After nearly three months of renegotiations, the city's insurer, the WTC Captive Insurance Company, has agreed to increase its payout to plaintiffs to $712.5 million. The previous terms called for payouts totaling $575 million to $657.5 million.
In addition, the plaintiffs’ lawyers have agreed to reduce their fees to a maximum of 25 percent of the settlement amount, down from the 33.33 percent called for in the contingency fee agreements with their clients. As a result, the plaintiffs will get to keep an additional $50 million.
“This settlement ensures guaranteed, immediate and just compensation to the heroic men and women who performed their duties without consideration of the health implications,” said Marc J. Bern, one of the plaintiffs’ lawyers. “Our commitment to our clients has never wavered in the seven years since we took on this litigation and we have done everything within our power, including reducing the fees we agreed to with each of our clients, to achieve the best possible outcome.”

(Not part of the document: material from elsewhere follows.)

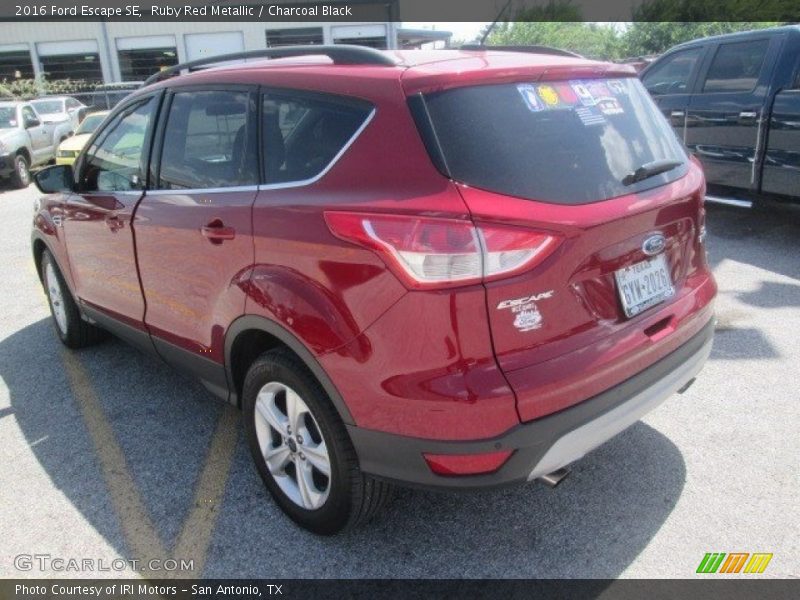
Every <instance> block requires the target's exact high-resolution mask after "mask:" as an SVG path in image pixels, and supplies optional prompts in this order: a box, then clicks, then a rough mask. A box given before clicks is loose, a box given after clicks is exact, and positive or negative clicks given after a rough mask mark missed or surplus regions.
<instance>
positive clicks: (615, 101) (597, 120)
mask: <svg viewBox="0 0 800 600" xmlns="http://www.w3.org/2000/svg"><path fill="white" fill-rule="evenodd" d="M425 104H426V107H427V114H428V115H429V117H430V122H431V124H432V129H433V132H434V134H435V137H436V139H437V141H438V145H439V147H440V149H441V153H442V155H443V159H444V160H443V162H444V168H445V169H446V171H447V174H448V175H449V176H450V177H451V178H453V179H454V180H456V181H459V182H462V183H465V184H468V185H471V186H474V187H478V188H483V189H486V190H490V191H493V192H497V193H501V194H506V195H509V196H515V197H520V198H526V199H531V200H540V201H544V202H552V203H558V204H585V203H589V202H596V201H600V200H605V199H608V198H612V197H615V196H621V195H624V194H628V193H632V192H636V191H641V190H644V189H648V188H652V187H656V186H658V185H663V184H665V183H667V182H669V181H673V180H675V179H677V178H679V177H681V176H682V175H684V174H685V173H686V168H687V167H686V161H687V160H688V159H687V156H686V153H685V152H684V150H683V148H682V146H681V144H680V142H679V141H678V139H677V138H676V137H675V134H674V133H673V131H672V129H671V128H670V127H669V125H668V124H667V122H666V121H665V119H664V118H663V116H662V115H661V113H660V112H659V111H658V109H657V107H656V106H655V104H654V103H653V101H652V99H651V98H650V96H649V95H648V94H647V92H646V91H645V90H644V89H643V87H642V85H641V83H640V82H639V81H638V80H637V79H633V78H630V79H614V80H575V81H559V82H530V83H527V82H520V83H515V84H502V85H483V86H473V87H464V88H457V89H452V90H447V91H444V92H439V93H433V94H429V95H427V96H425ZM417 114H419V111H417V112H416V113H415V115H417ZM424 136H425V133H424V132H423V137H424ZM428 147H429V148H430V144H428ZM665 160H669V161H675V162H677V163H678V164H677V166H676V167H675V168H672V169H670V170H669V171H667V172H664V173H660V174H658V175H655V176H653V177H648V178H647V179H646V180H643V181H638V182H636V183H633V184H625V183H623V180H625V179H626V177H628V176H630V175H631V174H632V173H634V172H635V171H636V170H637V169H639V168H640V167H642V166H643V165H645V164H649V163H653V162H655V161H665ZM434 162H436V160H435V161H434Z"/></svg>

The parties went back to the negotiating table in March after their original settlement was rejected by Judge Alvin K. Hellerstein of United States District Court in Manhattan, who has been overseeing the cases since 2003. The judge said the old agreement did not offer enough compensation to the plaintiffs.

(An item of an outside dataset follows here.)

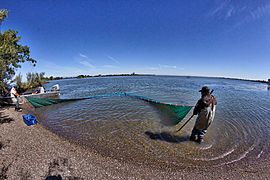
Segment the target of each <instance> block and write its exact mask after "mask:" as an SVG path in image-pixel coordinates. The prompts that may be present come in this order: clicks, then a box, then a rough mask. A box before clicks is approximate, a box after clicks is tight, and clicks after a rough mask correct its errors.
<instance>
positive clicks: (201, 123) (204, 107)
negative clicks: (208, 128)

The workers sued the city and its contractors over respiratory illnesses and other injuries they alleged were sustained at the World Trade Center site because they were not given protective equipment or adequate supervision.

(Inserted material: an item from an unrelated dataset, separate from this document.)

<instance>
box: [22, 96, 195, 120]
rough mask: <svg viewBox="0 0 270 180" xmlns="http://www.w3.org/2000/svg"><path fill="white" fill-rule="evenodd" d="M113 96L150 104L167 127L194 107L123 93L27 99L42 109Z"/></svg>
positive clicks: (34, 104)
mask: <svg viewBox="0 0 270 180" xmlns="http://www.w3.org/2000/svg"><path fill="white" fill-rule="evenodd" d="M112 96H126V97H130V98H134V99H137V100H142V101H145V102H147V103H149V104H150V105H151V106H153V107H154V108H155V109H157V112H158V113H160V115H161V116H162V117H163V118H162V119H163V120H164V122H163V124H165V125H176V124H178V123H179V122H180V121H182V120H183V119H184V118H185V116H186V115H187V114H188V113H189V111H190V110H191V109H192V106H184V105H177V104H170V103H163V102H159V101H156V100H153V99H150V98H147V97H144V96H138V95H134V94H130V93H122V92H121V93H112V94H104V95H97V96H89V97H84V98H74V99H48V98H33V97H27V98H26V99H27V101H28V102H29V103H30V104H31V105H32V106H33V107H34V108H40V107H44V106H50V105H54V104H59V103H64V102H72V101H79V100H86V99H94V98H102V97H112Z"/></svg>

The city filed papers with the United States Court of Appeals for the Second Circuit to challenge Judge Hellerstein’s authority to block the settlement, its lawyers also tried to accommodate him to salvage an agreement that has to be accepted by 95 percent of the plaintiffs.
Judge Hellerstein was kept informed of the newly negotiated terms and has indicated that he believes that the modified settlement is “fair and reasonable,” according to a statement released on Thursday by the lawyers.